Saint Benoît ne nous cache pas que, pour parvenir à l’humilité, il faut un long travail, et c’est celui de toute notre vie. Il emploie l’image de l’échelle de Jacob et décrit les degrés sur lesquels il nous faut monter pour arriver au sommet, c’est-à-dire à la paix intérieure donnée par Dieu. Même si ces degrés ne se pratiquent pas suivant un ordre chronologique, l’un après l’autre, mais présentent plutôt les différents aspects de l’humilité, le premier degré conditionne tous les autres : il consiste à croire et à vivre de la présence de Dieu et pour cela, à maîtriser ses pensées.

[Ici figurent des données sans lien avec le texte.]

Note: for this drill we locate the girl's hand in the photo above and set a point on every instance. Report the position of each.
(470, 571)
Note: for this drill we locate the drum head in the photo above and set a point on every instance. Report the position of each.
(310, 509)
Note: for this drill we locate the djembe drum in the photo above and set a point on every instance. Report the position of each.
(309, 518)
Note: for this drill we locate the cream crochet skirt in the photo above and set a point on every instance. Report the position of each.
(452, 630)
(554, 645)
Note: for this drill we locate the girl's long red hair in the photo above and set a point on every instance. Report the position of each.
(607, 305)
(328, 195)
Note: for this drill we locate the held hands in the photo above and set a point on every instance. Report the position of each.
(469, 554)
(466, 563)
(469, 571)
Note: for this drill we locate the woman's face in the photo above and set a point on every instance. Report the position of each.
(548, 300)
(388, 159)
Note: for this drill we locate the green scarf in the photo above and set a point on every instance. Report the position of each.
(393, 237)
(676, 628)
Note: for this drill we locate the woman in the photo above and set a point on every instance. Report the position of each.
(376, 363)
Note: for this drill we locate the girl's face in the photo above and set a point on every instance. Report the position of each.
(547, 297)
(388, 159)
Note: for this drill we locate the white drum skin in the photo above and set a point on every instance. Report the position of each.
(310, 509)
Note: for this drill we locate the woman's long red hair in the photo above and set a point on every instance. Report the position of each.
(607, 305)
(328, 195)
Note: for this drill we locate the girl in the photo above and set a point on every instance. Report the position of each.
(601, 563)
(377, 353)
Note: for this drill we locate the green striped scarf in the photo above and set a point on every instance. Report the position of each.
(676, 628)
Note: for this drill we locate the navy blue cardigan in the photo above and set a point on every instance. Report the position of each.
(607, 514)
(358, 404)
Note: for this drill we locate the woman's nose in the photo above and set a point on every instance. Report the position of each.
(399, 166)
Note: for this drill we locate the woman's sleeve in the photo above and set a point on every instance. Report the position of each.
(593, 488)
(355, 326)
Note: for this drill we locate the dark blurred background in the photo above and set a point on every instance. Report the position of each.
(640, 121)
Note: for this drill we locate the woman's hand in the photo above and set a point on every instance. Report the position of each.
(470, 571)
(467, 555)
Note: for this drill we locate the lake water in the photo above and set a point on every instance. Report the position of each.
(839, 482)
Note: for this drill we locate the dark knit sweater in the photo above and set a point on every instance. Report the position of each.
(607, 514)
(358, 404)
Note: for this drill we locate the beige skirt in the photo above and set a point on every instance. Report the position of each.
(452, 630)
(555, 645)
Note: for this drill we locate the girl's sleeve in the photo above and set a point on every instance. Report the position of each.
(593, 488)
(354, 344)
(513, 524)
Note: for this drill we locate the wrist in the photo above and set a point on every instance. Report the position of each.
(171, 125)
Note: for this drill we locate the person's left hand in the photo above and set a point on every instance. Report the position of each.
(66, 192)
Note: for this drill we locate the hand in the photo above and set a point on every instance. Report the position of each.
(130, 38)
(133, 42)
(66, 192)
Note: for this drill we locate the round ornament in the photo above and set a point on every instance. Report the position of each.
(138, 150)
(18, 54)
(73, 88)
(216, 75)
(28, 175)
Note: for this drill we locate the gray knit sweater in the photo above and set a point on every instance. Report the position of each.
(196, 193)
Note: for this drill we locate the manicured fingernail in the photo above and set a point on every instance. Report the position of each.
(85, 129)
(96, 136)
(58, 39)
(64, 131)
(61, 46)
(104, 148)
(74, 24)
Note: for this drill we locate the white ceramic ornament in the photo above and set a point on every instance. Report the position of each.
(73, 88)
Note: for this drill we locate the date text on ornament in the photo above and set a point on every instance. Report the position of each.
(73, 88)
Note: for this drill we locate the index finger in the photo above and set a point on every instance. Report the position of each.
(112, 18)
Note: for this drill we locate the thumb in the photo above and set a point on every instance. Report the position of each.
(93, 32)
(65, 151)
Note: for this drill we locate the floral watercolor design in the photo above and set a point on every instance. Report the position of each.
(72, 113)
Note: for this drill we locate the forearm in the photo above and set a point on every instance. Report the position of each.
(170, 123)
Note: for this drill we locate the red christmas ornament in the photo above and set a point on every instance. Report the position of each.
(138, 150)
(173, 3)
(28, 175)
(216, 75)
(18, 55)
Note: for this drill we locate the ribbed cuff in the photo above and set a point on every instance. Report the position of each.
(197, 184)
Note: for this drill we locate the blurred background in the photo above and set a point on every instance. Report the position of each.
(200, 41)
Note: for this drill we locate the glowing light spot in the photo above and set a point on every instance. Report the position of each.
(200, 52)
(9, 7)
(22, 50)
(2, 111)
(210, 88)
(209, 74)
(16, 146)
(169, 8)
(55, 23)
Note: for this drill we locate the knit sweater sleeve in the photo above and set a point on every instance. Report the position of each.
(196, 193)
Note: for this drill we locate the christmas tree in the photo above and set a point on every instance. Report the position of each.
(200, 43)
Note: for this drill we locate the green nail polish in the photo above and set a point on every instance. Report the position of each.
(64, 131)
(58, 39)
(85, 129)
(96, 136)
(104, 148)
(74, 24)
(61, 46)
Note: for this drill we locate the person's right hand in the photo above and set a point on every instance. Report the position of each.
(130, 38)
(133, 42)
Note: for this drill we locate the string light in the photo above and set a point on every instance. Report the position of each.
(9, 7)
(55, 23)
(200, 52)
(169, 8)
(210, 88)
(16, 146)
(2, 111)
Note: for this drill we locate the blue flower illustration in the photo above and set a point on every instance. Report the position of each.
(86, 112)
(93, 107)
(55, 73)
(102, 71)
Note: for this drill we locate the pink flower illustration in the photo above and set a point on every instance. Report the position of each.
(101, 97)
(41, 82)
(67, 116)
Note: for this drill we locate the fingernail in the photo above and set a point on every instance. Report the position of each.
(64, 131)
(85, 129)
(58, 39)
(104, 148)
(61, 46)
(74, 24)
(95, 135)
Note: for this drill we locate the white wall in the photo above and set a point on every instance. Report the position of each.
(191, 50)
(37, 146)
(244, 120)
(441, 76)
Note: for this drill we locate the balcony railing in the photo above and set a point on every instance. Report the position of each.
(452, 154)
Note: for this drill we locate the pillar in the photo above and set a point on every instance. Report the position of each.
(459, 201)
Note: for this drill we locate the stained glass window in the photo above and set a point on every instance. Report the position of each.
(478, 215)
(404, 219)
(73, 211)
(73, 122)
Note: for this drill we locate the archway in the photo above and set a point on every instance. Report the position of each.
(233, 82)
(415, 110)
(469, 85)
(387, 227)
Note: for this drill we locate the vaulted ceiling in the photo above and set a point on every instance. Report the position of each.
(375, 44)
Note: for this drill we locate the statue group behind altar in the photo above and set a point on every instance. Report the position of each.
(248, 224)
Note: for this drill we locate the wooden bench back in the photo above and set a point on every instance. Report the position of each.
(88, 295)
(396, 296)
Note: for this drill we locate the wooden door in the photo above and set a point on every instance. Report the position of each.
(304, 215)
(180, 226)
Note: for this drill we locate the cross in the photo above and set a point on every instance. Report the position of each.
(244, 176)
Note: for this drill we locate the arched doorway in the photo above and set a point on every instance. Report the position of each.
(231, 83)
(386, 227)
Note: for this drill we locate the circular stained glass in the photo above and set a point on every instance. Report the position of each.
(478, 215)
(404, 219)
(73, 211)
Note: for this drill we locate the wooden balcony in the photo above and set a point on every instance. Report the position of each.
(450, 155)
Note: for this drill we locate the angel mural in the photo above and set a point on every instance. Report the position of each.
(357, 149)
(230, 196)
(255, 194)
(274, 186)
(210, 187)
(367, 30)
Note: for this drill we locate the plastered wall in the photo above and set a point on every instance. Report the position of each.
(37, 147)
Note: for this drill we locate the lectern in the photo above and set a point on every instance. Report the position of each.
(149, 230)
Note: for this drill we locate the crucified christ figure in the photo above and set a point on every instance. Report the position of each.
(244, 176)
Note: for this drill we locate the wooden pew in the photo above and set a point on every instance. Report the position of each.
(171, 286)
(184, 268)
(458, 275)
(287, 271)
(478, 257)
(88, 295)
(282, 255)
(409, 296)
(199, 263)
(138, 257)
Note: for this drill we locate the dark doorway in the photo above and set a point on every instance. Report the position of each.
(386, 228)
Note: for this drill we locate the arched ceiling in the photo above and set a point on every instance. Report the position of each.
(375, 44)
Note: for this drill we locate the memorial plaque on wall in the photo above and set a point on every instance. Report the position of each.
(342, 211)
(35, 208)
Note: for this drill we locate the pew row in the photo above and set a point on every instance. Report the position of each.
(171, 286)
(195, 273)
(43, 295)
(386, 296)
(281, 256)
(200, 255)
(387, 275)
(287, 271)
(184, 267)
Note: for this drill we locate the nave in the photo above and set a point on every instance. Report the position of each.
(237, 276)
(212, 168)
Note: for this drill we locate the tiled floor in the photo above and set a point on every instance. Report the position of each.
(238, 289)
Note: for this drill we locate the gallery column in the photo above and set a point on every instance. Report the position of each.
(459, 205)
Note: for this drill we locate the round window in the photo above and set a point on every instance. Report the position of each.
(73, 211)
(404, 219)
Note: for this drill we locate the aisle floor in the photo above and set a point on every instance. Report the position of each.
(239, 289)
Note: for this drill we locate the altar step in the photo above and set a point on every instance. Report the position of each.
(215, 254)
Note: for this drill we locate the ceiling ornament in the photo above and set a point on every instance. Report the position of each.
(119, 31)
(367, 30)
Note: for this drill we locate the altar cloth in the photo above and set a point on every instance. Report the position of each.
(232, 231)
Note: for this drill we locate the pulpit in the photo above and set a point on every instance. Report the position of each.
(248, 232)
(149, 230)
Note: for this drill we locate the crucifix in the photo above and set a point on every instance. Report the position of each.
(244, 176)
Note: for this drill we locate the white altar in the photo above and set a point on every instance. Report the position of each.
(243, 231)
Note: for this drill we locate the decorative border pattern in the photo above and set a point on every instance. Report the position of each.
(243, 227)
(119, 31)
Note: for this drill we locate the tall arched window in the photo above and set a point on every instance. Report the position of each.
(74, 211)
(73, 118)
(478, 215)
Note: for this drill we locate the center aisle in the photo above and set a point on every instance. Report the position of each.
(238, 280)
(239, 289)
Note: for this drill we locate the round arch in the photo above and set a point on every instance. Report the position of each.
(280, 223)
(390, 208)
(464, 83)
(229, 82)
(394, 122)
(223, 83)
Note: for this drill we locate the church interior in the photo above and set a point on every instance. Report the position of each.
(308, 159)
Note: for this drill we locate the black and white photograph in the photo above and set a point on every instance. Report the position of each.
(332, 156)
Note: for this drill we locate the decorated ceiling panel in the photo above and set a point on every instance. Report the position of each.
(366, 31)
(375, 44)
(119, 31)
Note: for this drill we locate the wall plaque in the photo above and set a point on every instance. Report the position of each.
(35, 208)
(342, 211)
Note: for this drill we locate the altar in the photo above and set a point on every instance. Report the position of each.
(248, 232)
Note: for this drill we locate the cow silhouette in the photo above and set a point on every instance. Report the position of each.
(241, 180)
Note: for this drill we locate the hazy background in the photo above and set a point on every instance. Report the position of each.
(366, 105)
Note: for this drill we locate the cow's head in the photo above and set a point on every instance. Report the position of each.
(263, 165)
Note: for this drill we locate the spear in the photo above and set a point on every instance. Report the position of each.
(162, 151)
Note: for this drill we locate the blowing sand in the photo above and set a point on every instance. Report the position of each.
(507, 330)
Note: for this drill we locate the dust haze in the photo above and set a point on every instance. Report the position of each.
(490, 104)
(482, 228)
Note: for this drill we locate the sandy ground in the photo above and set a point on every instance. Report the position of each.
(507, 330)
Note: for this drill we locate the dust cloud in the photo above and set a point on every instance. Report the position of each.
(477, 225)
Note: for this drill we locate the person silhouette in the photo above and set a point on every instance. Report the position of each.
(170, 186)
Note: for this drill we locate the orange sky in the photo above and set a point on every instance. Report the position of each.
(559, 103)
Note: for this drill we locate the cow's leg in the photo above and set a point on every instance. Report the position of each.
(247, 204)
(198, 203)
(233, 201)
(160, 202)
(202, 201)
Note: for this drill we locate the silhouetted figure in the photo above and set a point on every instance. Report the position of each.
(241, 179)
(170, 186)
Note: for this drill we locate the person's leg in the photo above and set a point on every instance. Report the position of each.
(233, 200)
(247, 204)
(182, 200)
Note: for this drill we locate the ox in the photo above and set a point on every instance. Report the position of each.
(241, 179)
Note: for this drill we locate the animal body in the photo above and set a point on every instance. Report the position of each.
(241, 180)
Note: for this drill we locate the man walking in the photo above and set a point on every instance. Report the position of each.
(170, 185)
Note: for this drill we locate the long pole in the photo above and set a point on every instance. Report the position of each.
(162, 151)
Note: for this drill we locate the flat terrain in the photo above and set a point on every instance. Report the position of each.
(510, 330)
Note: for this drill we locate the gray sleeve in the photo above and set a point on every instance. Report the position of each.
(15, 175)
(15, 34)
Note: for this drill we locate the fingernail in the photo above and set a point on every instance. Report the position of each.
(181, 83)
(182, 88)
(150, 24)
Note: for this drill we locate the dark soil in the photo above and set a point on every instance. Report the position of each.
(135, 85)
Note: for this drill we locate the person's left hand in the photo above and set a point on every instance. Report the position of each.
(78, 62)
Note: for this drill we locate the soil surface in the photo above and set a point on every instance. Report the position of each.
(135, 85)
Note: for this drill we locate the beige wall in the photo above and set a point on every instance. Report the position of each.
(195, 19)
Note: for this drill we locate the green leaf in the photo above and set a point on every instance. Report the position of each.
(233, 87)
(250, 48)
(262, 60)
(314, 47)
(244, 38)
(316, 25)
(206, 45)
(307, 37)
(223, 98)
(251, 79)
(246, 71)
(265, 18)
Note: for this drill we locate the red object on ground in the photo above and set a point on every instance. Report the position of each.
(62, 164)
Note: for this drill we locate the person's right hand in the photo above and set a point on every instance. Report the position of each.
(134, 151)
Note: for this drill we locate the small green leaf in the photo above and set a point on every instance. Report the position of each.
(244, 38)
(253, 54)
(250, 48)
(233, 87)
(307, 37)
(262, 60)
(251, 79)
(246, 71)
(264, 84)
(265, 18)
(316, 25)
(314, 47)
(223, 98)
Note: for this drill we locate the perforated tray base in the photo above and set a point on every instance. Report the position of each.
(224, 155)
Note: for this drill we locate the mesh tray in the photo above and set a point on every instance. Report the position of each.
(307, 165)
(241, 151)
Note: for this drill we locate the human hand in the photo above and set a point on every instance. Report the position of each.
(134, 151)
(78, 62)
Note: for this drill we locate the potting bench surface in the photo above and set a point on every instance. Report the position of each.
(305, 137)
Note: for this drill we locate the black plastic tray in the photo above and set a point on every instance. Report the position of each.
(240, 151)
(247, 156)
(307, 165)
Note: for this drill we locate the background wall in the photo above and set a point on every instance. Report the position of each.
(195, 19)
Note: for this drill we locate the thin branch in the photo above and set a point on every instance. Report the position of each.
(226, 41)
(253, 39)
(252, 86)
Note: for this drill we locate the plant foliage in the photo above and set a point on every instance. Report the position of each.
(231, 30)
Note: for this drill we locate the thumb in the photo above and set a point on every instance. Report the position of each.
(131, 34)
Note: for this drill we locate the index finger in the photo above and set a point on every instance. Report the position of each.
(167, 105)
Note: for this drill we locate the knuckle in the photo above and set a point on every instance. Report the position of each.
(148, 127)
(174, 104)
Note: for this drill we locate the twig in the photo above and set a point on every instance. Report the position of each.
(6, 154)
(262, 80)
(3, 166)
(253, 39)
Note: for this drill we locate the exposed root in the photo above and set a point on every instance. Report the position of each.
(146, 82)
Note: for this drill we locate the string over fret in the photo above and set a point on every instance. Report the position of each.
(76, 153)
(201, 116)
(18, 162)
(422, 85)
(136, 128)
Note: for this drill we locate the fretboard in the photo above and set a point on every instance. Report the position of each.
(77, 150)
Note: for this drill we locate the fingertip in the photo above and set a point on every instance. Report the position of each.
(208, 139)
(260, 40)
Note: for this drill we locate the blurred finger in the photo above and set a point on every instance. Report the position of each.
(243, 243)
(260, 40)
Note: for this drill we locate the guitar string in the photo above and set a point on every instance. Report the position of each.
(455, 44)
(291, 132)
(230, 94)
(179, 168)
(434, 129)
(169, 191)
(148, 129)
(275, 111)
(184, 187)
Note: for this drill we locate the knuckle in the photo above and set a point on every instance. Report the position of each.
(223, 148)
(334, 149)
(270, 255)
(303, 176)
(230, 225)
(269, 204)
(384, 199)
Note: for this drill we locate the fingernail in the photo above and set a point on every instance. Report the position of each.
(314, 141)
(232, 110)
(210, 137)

Fuir l’oubli de Dieu, c’est se remémorer son action dans les siècles passés et dans l’Église d’aujourd’hui. Pour cela, il faut relire et méditer sa Parole dans les Écritures, et voir son action aujourd’hui dans l’Église et dans la vie des hommes. Nous restons toujours l’objet de son Amour. Et en même temps, savoir que nous sommes en sa Présence, implique une vigilance sur nos pensées comme sur nos actes. Et pour illustrer son propos, saint Benoît donne ici un ensemble de citations bibliques et évangéliques.

Dans cette première étape, le moine accepte sa condition de créature. Mais se sentir regardé par Dieu ne doit pas nous effrayer, mais au contraire nous donner confiance, car son regard est toujours un regard d’amour pour nous.

Samedi 28 janvier :

Ce matin, c’est Père Abbé Mark Ephrem, de passage pour 24 h. au Bec, qui donne son commentaire de la Règle :

« L’Écriture nous détourne de faire notre volonté propre quand elle dit : ‘’Tourne le dos à tes volontés’’. Et dans la Prière, nous demandons à Dieu que ce soit sa volonté qui se fasse en nous ». Vivre dans l’humilité, c’est vivre dans une grande confiance en Dieu et c’est le chemin dans lequel nous sommes toujours conduit.

Dieu ne veut que notre bien ; Il veut nous donner sa Vie divine et que sa Volonté se fasse en nous. Demandons à Dieu, dans une très instante prière, ‘’d’épouser’’ sa Volonté, puisque notre Père ne veut que notre bien. Ce qui compte, c’est l’ouverture du cœur à Dieu, dans l’attitude de celle du publicain de la parabole, car « Dieu scrute les cœurs et le reins (Ps. 7, 10) » rappelle saint Benoît.

Il nous faut rester présent à Dieu, car Dieu, lui, nous est toujours présent. Et si nous lui sommes présent, nous serons aussi présent à tous nos frères pour leur communiquer justement cette présence par un geste, une parole, ou tout simplement ce que nous sommes, avec la paix et la joie données par l’Esprit-Saint.